Researchers are testing whether a routine blood sample could help flag depression earlier, using measures of biological aging in specific immune cells. The work adds to a growing push for objective biomarkers that could complement symptom-based mental health screening.
The study, published in The Journals of Gerontology: Series A, examined epigenetic changes that act like molecular timestamps on DNA. These so-called epigenetic clocks estimate biological age, which can advance faster than chronological age under stress, illness, or other factors.
Why depression has been hard to test
Depression is typically diagnosed through clinical interviews and questionnaires, not lab confirmation, partly because the condition can look very different across patients. Some people primarily experience somatic symptoms such as sleep and appetite changes, while others struggle most with mood and cognition, including hopelessness and loss of pleasure.
That variability can complicate detection, especially when physical symptoms overlap with other chronic conditions. Clinicians may order bloodwork to rule out medical causes, but there is still no widely accepted biological test that can confirm depression on its own.
Monocytes emerge as a key signal
The research analyzed data from 440 women, including 261 living with HIV and 179 without HIV, drawing on the long-running Women’s Interagency HIV Study. Depression symptoms were assessed using the Center for Epidemiologic Studies Depression Scale, a 20-item tool that captures both somatic and non-somatic features.
Blood samples were used to calculate epigenetic aging in two ways: a broad measure across multiple cell types and a monocyte-focused clock. Monocytes are white blood cells involved in immune responses and inflammation, processes increasingly studied for their links to mental health.
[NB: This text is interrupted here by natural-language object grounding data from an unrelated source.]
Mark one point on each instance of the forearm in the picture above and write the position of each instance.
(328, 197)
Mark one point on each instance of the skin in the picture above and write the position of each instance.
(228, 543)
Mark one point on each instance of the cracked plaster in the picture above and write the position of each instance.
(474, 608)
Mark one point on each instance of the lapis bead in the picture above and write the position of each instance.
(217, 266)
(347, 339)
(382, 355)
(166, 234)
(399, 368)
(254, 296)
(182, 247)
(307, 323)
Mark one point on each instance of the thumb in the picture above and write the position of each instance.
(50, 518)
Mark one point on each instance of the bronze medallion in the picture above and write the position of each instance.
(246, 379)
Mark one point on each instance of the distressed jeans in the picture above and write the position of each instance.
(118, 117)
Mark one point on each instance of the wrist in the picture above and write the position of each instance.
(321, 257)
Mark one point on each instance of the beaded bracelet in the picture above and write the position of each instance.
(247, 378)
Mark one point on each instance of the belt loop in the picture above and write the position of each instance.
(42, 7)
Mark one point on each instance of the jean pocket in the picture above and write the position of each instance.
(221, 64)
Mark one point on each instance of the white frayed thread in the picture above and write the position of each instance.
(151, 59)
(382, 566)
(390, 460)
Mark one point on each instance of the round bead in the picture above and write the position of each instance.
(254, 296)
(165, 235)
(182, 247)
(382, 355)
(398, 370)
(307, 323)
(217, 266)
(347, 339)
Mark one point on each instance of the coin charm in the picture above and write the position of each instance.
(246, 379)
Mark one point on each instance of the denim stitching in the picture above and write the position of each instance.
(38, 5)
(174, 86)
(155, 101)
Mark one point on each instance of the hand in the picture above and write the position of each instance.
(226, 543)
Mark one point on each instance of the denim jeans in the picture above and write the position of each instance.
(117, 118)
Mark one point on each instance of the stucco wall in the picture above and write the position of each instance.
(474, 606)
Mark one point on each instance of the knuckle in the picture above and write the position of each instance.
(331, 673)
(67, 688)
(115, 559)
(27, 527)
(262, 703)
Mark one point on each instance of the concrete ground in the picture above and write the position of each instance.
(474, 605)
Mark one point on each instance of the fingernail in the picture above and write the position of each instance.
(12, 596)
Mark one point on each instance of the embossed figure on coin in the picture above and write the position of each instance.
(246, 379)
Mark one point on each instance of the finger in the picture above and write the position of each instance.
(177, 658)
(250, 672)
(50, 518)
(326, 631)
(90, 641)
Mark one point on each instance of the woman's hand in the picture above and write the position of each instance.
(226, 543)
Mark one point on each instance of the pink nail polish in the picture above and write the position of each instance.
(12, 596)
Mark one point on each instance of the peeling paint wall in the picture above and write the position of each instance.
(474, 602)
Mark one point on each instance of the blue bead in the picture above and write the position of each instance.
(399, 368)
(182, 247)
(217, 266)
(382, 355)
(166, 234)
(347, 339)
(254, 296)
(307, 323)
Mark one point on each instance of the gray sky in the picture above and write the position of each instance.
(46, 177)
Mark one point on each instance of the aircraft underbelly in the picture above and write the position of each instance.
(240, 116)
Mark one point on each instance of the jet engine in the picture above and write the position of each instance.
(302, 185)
The monocyte-specific aging measure tracked most strongly with non-somatic depression symptoms such as anhedonia, hopelessness, and a sense of failure, in women with and without HIV. By contrast, the broader multi-tissue aging measure did not show the same relationship, suggesting the signal may be cell-type specific.
What this could change in care
The authors caution that the findings are not yet ready for clinical use and do not mean a single blood draw can diagnose depression today. Larger studies, replication in different populations, and clearer thresholds would be needed before a test could be validated for real-world screening.
Still, the results point to a possible path toward earlier, more precise detection, particularly for people whose physical symptoms might be attributed to other illnesses. If confirmed, immune-cell epigenetic measures could also support more personalized care by helping researchers distinguish depression subtypes and refine treatment matching.